The ongoing violence in the Central African Republic has taken a devastating toll on its economy. While that may not come as a surprise, its GDP has been hit harder than all but the most protracted civil conflicts in post-independence, sub-Saharan Africa.
Using World Bank data, GDP growth, current and projected, during the civil wars in Nigeria, Sierra Leone, Ivory Coast, the Democratic Republic of Congo, and Angola, each with significant drops during each conflict’s infancy or crescendo, has been analyzed.
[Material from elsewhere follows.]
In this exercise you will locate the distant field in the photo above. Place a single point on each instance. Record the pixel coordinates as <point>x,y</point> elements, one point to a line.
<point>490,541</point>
Prior to the Seleka-led uprising and coup, the Central African economy was actually growing, incrementally. By 2009, growth was at about 9%, plateauing close to 7% just before the outbreak of hostilities. Foreign direct investment had dropped after a surge under Bozize, but remained strong until 2012.
But the unraveling of the state has caused an economic collapse. By 2013, GDP dropped to -18%, one of the largest free falls in the history of African conflict, where data is readily available. The World Bank, for example, has absolutely no data on Somalia. Forecasts show an almost instant, steep recovery, but as the Central African Republic descends further into anarchy, the predictive economic prospect models can’t hold sway.
To put the C.A.R.’s economic floundering into perspective, the Ivorian civil war between 2002 and 2007, which divided the country in half between the rebel-held north and the government-controlled south, caused the economy to falter only slightly. At its worst, the Ivorian GDP dropped to roughly -2% during the entirety of the conflict. It only fell to -4.5% when Laurent Gbagbo refused to give up power, bringing the country to the brink of another civil war in 2011.
Likewise in Mali, where battle-hardened Tuaregs, some who had served as mercenaries for Gaddafi, pursued their perennial separatist claim to the northern Malian stretch of the Sahel, known as Azawad, with an urgent aggression. Mali’s economic output decreased 7% to -1.2%.
The only conflicts that compare are the horrific and protracted civil wars of Nigeria, Sierra Leone and Liberia. The Biafran War, Nigeria’s devastating civil war of the late 1960’s, caused the GDP to drop to -16%.
During the beginning of the brutality in Sierra Leone, GDP plummeted to almost -19%, and waxed and waned until the end of hostilities in 2002, when economic growth immediately shot up to almost %27.
The consecutive Liberian civil wars between 1989 – 2003, notorious for its ineffable atrocity, saw a -50% drop — a total economic collapse.
For the conflict dubbed “Africa’s World War,” where over two million lives have been lost, the D.R.C.’s economic misfortunes have still never reached its neighbor’s levels.
And, lastly, Angola, which fought a war of independence and a consequent brutal civil war between 1961 and 2002, did indeed experience a -25% drop in GDP in 1993, the result of United Nations-imposed sanctions on the ruling faction, UNITA. Indeed, no data exists prior to the mid-1980’s.
It’s also worth noting that during all the conflicts analyzed here, foreign direct investment inflows almost never severely deviate from set patterns. In Liberia’s case, FDI was essentially non-existent in the country during a latter stage of the civil war, but at its onset, investment spiked just as the economy nosedived.
There is still, without doubt, money to be made during the course of conflict, especially those in mineral-rich countries.
The severity of civil conflict should, firstly, always, be assessed by the loss of life. But assessment through an economic prism shows, tragically, that the Central African Republic has matched some of the most brutal periods of violence in Africa’s post-colonial history.